Doch das ist einfacher gesagt, als getan. Sich nicht direkt in ein Studium zu stürzen, das man nach einem Semester wieder abbrechen wird, weder eine Ausbildung zu machen noch zu arbeiten, das ist in Deutschland nicht vorgesehen. Es gibt keinen offiziellen Status für das, was ich sein werde. Ich will ungefähr ein Jahr Zeit für mich, bevor ich unausweichlich Teil unseres Arbeitssystems werde. Ist das wirklich zu viel verlangt?

Natürlich ist das nicht verboten, es ist aber auch definitiv nicht vorgesehen. Wer nicht arbeitet, keine Ausbildung macht oder einen Freiwilligendienst absolviert, dem steht in Deutschland kein Kindergeld zu. Und warum? Bin ich einfach nur zu privilegiert oder zu egoistisch, dass ich das fordere? Dass ich das Gefühl habe, es ist ungerecht? Dass ich dieses bisschen Zeit für mich haben will und trotzdem möchte, dass meine Eltern weiterhin Kindergeld bekommen können?

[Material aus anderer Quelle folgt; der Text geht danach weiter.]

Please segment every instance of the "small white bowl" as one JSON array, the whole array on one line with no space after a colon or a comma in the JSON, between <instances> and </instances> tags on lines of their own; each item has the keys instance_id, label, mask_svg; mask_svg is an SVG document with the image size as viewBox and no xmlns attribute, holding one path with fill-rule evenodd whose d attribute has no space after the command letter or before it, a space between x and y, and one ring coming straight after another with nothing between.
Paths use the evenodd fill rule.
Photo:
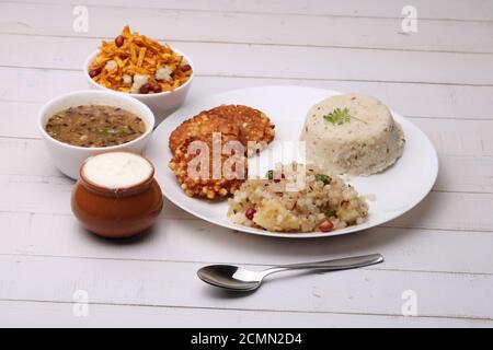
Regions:
<instances>
[{"instance_id":1,"label":"small white bowl","mask_svg":"<svg viewBox=\"0 0 493 350\"><path fill-rule=\"evenodd\" d=\"M156 116L156 125L159 125L167 116L169 116L174 109L183 105L185 102L186 95L188 93L190 86L192 85L192 81L195 77L195 66L192 60L185 56L183 52L172 48L173 51L183 56L186 62L192 67L192 75L190 75L188 80L181 86L176 88L174 91L163 91L154 94L133 94L133 93L123 93L112 89L104 88L98 84L89 75L89 66L95 59L99 50L92 52L84 62L84 77L88 80L88 84L91 89L104 90L116 92L118 94L127 95L137 98L140 102L144 102Z\"/></svg>"},{"instance_id":2,"label":"small white bowl","mask_svg":"<svg viewBox=\"0 0 493 350\"><path fill-rule=\"evenodd\" d=\"M51 138L46 132L46 122L53 115L69 107L77 107L80 105L106 105L131 112L144 120L146 124L146 132L127 143L94 148L64 143ZM42 107L37 118L39 132L51 154L55 166L58 167L60 172L74 179L79 178L80 165L91 155L115 150L142 153L149 141L149 137L151 136L154 122L152 110L144 103L129 96L125 96L124 94L92 90L76 91L53 98Z\"/></svg>"}]
</instances>

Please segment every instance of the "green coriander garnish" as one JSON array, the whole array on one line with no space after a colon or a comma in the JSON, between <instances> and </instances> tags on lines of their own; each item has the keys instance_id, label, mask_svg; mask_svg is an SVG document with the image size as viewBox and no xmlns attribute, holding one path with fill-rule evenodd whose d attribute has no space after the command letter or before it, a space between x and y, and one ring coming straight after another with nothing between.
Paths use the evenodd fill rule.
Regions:
<instances>
[{"instance_id":1,"label":"green coriander garnish","mask_svg":"<svg viewBox=\"0 0 493 350\"><path fill-rule=\"evenodd\" d=\"M344 108L344 109L335 108L331 113L324 115L323 119L325 119L326 121L332 122L333 125L341 125L341 124L344 124L344 122L349 122L351 119L356 119L356 120L362 121L363 124L368 124L365 120L362 120L359 118L356 118L355 116L349 115L349 109L348 108Z\"/></svg>"},{"instance_id":2,"label":"green coriander garnish","mask_svg":"<svg viewBox=\"0 0 493 350\"><path fill-rule=\"evenodd\" d=\"M330 121L334 125L341 125L344 122L349 122L351 121L351 115L349 115L349 109L344 108L335 108L334 110L332 110L332 113L329 113L326 115L323 116L323 118L326 121Z\"/></svg>"},{"instance_id":3,"label":"green coriander garnish","mask_svg":"<svg viewBox=\"0 0 493 350\"><path fill-rule=\"evenodd\" d=\"M323 185L329 185L331 183L331 177L328 175L323 175L323 174L317 174L316 175L316 180L318 182L322 182Z\"/></svg>"}]
</instances>

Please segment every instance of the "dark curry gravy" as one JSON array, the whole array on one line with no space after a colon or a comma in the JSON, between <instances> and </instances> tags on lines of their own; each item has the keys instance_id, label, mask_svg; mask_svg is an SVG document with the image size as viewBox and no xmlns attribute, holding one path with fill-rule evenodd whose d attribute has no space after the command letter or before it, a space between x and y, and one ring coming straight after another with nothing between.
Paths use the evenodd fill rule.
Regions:
<instances>
[{"instance_id":1,"label":"dark curry gravy","mask_svg":"<svg viewBox=\"0 0 493 350\"><path fill-rule=\"evenodd\" d=\"M58 112L48 119L46 132L79 147L108 147L129 142L146 132L135 114L112 106L82 105Z\"/></svg>"}]
</instances>

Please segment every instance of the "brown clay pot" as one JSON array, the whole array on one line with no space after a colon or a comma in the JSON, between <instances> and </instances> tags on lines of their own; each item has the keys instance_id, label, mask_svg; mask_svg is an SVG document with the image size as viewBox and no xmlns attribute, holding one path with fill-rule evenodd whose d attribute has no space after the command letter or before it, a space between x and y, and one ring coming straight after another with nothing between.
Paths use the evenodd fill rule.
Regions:
<instances>
[{"instance_id":1,"label":"brown clay pot","mask_svg":"<svg viewBox=\"0 0 493 350\"><path fill-rule=\"evenodd\" d=\"M162 209L162 192L152 174L142 183L118 189L98 186L84 176L84 164L72 191L72 211L89 231L123 238L149 229Z\"/></svg>"}]
</instances>

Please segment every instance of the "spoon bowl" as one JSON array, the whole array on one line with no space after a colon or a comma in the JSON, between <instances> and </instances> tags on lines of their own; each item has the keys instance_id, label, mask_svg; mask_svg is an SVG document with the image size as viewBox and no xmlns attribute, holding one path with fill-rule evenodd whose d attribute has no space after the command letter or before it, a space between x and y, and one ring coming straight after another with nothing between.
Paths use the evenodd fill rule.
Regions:
<instances>
[{"instance_id":1,"label":"spoon bowl","mask_svg":"<svg viewBox=\"0 0 493 350\"><path fill-rule=\"evenodd\" d=\"M204 282L231 291L249 292L256 290L263 279L271 273L287 270L346 270L383 261L380 254L370 254L317 262L274 266L263 271L251 271L234 265L209 265L200 268L197 276Z\"/></svg>"}]
</instances>

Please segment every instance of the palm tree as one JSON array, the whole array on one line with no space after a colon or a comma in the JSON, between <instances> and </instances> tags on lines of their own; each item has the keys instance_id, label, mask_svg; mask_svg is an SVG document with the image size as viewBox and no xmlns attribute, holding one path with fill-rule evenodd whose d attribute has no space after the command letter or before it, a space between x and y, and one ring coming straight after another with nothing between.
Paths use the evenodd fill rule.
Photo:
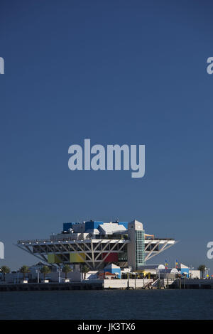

Manchmal bin ich mir nicht sicher.

Manche sagen, wenn ich nichts zur Gesellschaft beitrage, steht mir auch keine Unterstützung zu. Aber was ist das für ein System? Wie kann ich zur Gesellschaft beitragen, indem ich dazu gedrängt werde, voreilig Entscheidungen zu treffen, die mich unglücklich machen werden? Ich bin doch ein Mensch!

Ich brauche Zeit, um das für mich zu klären, um danach etwas machen zu können, was für mich und vielleicht auch für Andere gut und "produktiv" ist.

Ich bin damit nicht mal alleine. Wenn doch fast jede zweite Person nach dem Abitur erstmal ein sogenanntes gap year macht, warum ist das dann nicht Teil des Systems? Muss ich mich wirklich absichtlich bei Unis bewerben, die mich nicht interessieren, um mit Absagen nachzuweisen, dass ... Ja was eigentlich?

Ich fühle mich dazu gedrängt, sozusagen zu schummeln. Obwohl das ja nicht verboten ist. Aber warum muss das so sein? Warum gibt es nicht einen Platz für mich und für die unzähligen Anderen?

Ist unsere Gesellschaft so verkommen, dass wir für sie als Menschen nichts Wert sind, bis wir sie reicher machen? Das ist doch unverschämt. Es macht mich traurig. Und ein klitzekleines bisschen wütend bin ich auch.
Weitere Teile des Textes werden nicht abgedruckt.